The influx of power that accompanied his Zanpakuto’s full release was heady stuff. Ice erupted from his shoulders to create his wings and crawled down his limbs, covering most of his body. By exerting a fraction of his power, he wrapped his frigid reiatsu around the water Harribel had suspended over the 4th Division with her Cascada. Beginning at the point where the liquid met the ground, the ice traveled skyward, creating a solid dome in the process. Its shape lent it strength and its thickness would repel all but the strongest attacks.
“Thank you, Hitsugaya-Taichou!”
Iemura saluted him, as did his band of relief workers and healers. Each carried a heavy pack in addition to their Zanpakuto and the standard issue sashes slung prominently across their chests.
“Do you require escorts?”
Toshiro wondered if he shouldn’t send a few more people out with the Fukutaichou. The area below each of the blonde’s eyes had a certain greyish cast that indicated more than one lost night of sleep. Sun Sung wasn’t with her man either, since Harribel had likely ordered her to stay inside the done and help Unohana if the Arrancar inside began acting up.

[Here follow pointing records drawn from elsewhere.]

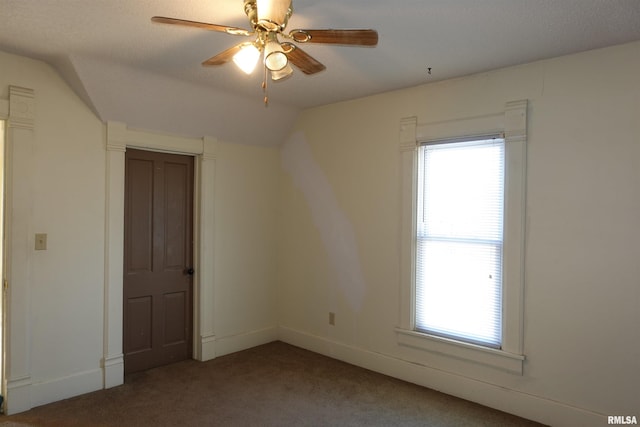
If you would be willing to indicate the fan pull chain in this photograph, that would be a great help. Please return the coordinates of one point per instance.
(265, 88)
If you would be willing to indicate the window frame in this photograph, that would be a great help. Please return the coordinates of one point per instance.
(512, 123)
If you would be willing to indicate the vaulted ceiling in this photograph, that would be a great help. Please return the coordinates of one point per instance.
(149, 75)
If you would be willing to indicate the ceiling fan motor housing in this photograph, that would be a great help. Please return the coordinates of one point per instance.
(268, 15)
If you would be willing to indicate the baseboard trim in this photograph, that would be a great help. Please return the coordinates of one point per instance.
(66, 387)
(233, 343)
(113, 367)
(18, 397)
(207, 349)
(524, 405)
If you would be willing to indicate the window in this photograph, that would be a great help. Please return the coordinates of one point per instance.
(462, 240)
(459, 240)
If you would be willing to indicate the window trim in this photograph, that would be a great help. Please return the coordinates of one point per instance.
(512, 122)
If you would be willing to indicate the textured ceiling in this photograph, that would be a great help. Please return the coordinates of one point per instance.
(149, 75)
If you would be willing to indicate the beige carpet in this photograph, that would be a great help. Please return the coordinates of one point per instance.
(271, 385)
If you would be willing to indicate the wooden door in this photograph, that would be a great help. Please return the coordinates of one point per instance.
(158, 252)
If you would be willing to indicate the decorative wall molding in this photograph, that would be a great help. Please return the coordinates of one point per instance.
(408, 133)
(545, 411)
(22, 107)
(20, 141)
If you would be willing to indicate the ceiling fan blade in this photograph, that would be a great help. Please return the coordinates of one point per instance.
(302, 60)
(211, 27)
(223, 57)
(348, 37)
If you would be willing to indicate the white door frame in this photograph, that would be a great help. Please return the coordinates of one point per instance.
(119, 138)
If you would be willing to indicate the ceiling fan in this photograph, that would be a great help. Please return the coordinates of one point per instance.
(278, 49)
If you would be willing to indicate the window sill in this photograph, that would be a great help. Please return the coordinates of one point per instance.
(500, 359)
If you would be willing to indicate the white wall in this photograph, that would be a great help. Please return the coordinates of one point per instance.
(582, 280)
(56, 305)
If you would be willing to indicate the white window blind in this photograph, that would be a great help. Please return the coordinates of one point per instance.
(460, 240)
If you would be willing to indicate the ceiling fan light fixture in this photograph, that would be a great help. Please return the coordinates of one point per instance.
(247, 57)
(273, 14)
(274, 57)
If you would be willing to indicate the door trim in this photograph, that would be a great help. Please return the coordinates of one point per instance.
(119, 138)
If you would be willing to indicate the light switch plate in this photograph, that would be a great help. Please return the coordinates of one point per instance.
(41, 241)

“I would not say no, if you can spare the warriors.”
The ice shell would easily keep most of the Swarm at bay. It was unlikely Aizen would protest putting up such a defence to protect the 4th Division and its patients. He didn’t think that Unohana need protecting, per say, but even she would fall to the beetle acid if a spray of it caught her off guard while tending to someone.
“The 4th Division is secure. You should see to other areas,” Harribel spoke up.
He glanced her way, discreetly raking his eyes over her body to reassure himself that she was completely fine. She was right, of course. As she was his Mistress, he had to obey her and the only other place of vital importance would be the Palace. Harribel had effectively ordered him to check on that situation, giving him the excuse he needed. If he just so happened to see a chance to kill Aizen, or at least inconvenience the bastard enough for Ichigo and Grimmjow to deal a fatal blow, well, for once Hyorinmaru and he were in complete agreement over something, albeit for different reasons.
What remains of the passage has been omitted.